Trains are super efficient. My uncle is a locomotive engineer. He has one or two conductors with a train that is a couple of miles long. They pay a premium to keep staffing at a minimum -- he can be called with 30 minutes notice to come in and drive a train for a 24 hour period.
You'd probably be able to run more smaller trains with automation, but competing with trucks is tough, because the efficiency gains associated with getting rid of people and adding automation are blown away by the need to cross-dock and do the last mile via local truck.
Yep! This is where the western / action movie trope of racing to cross the train tracks comes from. If you can get the train between yourself and your pursuer, it’s going to be a long time before they can do anything to catch up again. Often times in these movies, whoever is fleeing will take a few casual moments to look back at their blocked pursuer because there’s so much time to spare.
You need a lot more people to move the same amount of cargo in trucks, so there is a lot more money to be saved.
The consequences of individual crashes is also higher, which changes the perception and consequences of mistakes, even if the number of trucks means the actual scale of the problem might be similar.
The consequence of crashes is what led to the earliest implementations of automation on railways, starting in the 19th century: https://en.wikipedia.org/wiki/Train_stop
Arguable a mechanical interlocking also counts, as it prevented unsafe routes being set for a train, and made it faster to set the intended route: https://en.wikipedia.org/wiki/Interlocking
The quoted costs for positive train control just seem astronomical for what is actually being achieved;
> Under RSIA08, PTC is required on about 60,000 miles of railroad track. The Federal Railroad Administration (FRA) estimates full PTC implementation will cost approximately $14 billion. [1]

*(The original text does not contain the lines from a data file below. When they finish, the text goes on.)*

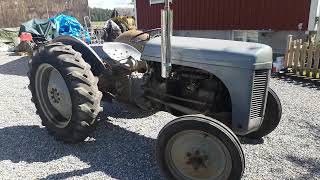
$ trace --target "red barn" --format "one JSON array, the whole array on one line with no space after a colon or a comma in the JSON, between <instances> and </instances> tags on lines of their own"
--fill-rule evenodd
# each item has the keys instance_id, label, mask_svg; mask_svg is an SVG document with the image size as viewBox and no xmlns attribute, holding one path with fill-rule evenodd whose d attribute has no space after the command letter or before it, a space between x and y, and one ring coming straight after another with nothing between
<instances>
[{"instance_id":1,"label":"red barn","mask_svg":"<svg viewBox=\"0 0 320 180\"><path fill-rule=\"evenodd\" d=\"M288 34L315 30L319 0L173 0L174 34L254 41L283 52ZM136 0L139 29L160 27L163 0Z\"/></svg>"}]
</instances>

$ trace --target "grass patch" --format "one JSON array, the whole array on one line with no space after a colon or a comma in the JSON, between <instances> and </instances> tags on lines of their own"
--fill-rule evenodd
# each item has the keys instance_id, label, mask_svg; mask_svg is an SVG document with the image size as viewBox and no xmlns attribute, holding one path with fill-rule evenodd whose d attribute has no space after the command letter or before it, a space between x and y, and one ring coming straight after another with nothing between
<instances>
[{"instance_id":1,"label":"grass patch","mask_svg":"<svg viewBox=\"0 0 320 180\"><path fill-rule=\"evenodd\" d=\"M97 28L100 29L100 28L103 28L104 23L105 23L105 21L94 21L94 22L92 22L92 27L94 29L97 29Z\"/></svg>"}]
</instances>

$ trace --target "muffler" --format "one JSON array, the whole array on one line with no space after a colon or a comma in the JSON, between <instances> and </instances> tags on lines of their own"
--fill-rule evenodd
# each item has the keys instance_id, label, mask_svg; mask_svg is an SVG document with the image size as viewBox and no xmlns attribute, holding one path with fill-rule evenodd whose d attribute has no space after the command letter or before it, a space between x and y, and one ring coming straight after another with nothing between
<instances>
[{"instance_id":1,"label":"muffler","mask_svg":"<svg viewBox=\"0 0 320 180\"><path fill-rule=\"evenodd\" d=\"M173 29L173 11L170 1L165 0L164 9L161 11L161 76L168 78L172 69L171 65L171 37Z\"/></svg>"}]
</instances>

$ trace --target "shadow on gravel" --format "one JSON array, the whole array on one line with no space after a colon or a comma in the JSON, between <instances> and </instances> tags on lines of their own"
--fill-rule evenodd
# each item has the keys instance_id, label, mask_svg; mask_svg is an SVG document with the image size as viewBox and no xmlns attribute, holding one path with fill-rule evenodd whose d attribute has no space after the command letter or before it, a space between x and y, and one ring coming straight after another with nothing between
<instances>
[{"instance_id":1,"label":"shadow on gravel","mask_svg":"<svg viewBox=\"0 0 320 180\"><path fill-rule=\"evenodd\" d=\"M262 138L260 139L253 139L253 138L248 138L248 137L243 137L243 136L238 136L241 144L250 144L250 145L259 145L263 144L264 140Z\"/></svg>"},{"instance_id":2,"label":"shadow on gravel","mask_svg":"<svg viewBox=\"0 0 320 180\"><path fill-rule=\"evenodd\" d=\"M103 112L102 117L112 117L112 118L119 118L119 119L138 119L139 118L146 118L149 116L154 115L156 112L146 112L134 105L126 105L121 103L108 103L104 102L103 104ZM259 145L264 143L264 139L254 139L248 138L244 136L238 136L241 144L250 144L250 145Z\"/></svg>"},{"instance_id":3,"label":"shadow on gravel","mask_svg":"<svg viewBox=\"0 0 320 180\"><path fill-rule=\"evenodd\" d=\"M79 145L56 142L38 126L15 126L0 129L0 161L50 162L75 156L90 168L53 174L45 179L64 179L104 172L116 179L161 179L154 158L155 140L101 122L96 141ZM68 171L68 169L66 169Z\"/></svg>"},{"instance_id":4,"label":"shadow on gravel","mask_svg":"<svg viewBox=\"0 0 320 180\"><path fill-rule=\"evenodd\" d=\"M289 76L281 76L281 77L276 77L274 79L278 79L286 83L301 86L301 87L320 90L320 80L312 81L307 78L289 77Z\"/></svg>"},{"instance_id":5,"label":"shadow on gravel","mask_svg":"<svg viewBox=\"0 0 320 180\"><path fill-rule=\"evenodd\" d=\"M10 58L12 57L5 57ZM10 61L6 64L0 65L0 74L17 75L17 76L27 76L28 72L28 60L30 57L17 57L18 59ZM1 62L0 62L1 63Z\"/></svg>"},{"instance_id":6,"label":"shadow on gravel","mask_svg":"<svg viewBox=\"0 0 320 180\"><path fill-rule=\"evenodd\" d=\"M156 111L144 111L133 104L103 102L101 117L139 119L154 115Z\"/></svg>"},{"instance_id":7,"label":"shadow on gravel","mask_svg":"<svg viewBox=\"0 0 320 180\"><path fill-rule=\"evenodd\" d=\"M311 124L310 122L305 122L307 129L311 132L311 135L315 140L320 139L320 124ZM320 165L319 165L320 166Z\"/></svg>"},{"instance_id":8,"label":"shadow on gravel","mask_svg":"<svg viewBox=\"0 0 320 180\"><path fill-rule=\"evenodd\" d=\"M319 166L319 159L312 159L312 158L302 158L302 157L295 157L295 156L287 156L287 160L307 169L308 174L303 174L297 179L305 180L305 179L316 179L320 177L320 166Z\"/></svg>"}]
</instances>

I understand that everything looks simple from the outside, and these have to be rugged, reliable, redundant, and failsafe, but that’s a lot of dollars per mile for sensors.

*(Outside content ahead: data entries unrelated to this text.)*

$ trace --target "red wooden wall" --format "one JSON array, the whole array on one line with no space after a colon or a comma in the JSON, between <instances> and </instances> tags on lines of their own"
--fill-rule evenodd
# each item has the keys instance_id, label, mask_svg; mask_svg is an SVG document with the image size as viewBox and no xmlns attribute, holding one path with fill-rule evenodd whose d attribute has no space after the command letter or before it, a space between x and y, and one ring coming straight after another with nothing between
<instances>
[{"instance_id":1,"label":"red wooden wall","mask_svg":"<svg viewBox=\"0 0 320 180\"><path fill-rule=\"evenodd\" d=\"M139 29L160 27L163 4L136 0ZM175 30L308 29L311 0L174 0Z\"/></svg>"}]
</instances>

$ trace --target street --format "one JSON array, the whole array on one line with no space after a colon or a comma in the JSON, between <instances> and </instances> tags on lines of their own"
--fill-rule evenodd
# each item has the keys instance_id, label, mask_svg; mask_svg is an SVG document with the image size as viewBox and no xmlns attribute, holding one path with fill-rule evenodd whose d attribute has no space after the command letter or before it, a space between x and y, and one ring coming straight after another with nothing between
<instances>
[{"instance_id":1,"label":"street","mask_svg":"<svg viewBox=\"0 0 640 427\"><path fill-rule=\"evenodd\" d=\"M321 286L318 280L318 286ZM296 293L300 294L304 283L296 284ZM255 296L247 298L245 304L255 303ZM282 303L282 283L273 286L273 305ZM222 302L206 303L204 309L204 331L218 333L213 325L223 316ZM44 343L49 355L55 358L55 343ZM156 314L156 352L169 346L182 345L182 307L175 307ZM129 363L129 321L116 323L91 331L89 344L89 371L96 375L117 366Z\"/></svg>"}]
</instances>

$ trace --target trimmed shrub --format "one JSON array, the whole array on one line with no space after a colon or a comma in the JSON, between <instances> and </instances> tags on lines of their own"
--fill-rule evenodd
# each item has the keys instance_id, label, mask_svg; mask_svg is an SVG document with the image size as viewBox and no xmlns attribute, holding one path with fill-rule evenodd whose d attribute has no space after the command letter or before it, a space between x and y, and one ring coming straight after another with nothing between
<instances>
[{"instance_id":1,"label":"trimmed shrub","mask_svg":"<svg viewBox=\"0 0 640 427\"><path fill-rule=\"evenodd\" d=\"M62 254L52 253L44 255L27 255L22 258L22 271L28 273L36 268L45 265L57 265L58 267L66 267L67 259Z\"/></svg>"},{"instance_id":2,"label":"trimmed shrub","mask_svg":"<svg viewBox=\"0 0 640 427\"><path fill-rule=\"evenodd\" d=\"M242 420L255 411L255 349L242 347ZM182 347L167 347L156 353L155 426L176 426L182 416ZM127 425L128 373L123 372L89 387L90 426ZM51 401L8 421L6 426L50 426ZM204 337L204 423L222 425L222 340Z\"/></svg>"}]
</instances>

> PTC uses signals and sensors along the track to communicate train location, speed restrictions, and moving authority. If the locomotive is violating a speed restriction or moving authority, on- board equipment will automatically slow or stop the train. A more expansive version of PTC, called communications-based train control (CBTC), would bring additional safety benefits plus business benefits for railroad operators, such as increased capacity and reduced fuel consumption. However, CBTC is not currently being installed by any U.S. railroad, due to the additional cost and the challenge of meeting implementation deadlines.
So we’re talking about basically AEB (automatic emergency braking) for trains, and it costs $200k per mile to deploy? I don’t get it.
> Based on analysis of past PTC-preventable incidents, the FRA estimated in 2009 that $90 million in annual safety benefits will be realized after full implementation of PTC.
Oh good, breakeven without accounting for any time value of money in only 155 years. The only word that comes to mind is boondoggle.
Yeah, in a 2D problem space, with every vehicle already reporting position back to the network!
The two dimensions being track offset (distance from start of line), and time.
This isn’t even obstacle detection. This is a) obeying the speed limit, and b) not asking two known entities to occupy the same length of track at the same time.
It does not, for example, detect a car stuck on the tracks at the next railroad crossing.
I'm curious what the return looks like for self driving trains.
I'm going to bet for both safety and employment, trains and transport ships are orders of magnitude more efficient already. Trucks are a pretty big source of human inefficiency.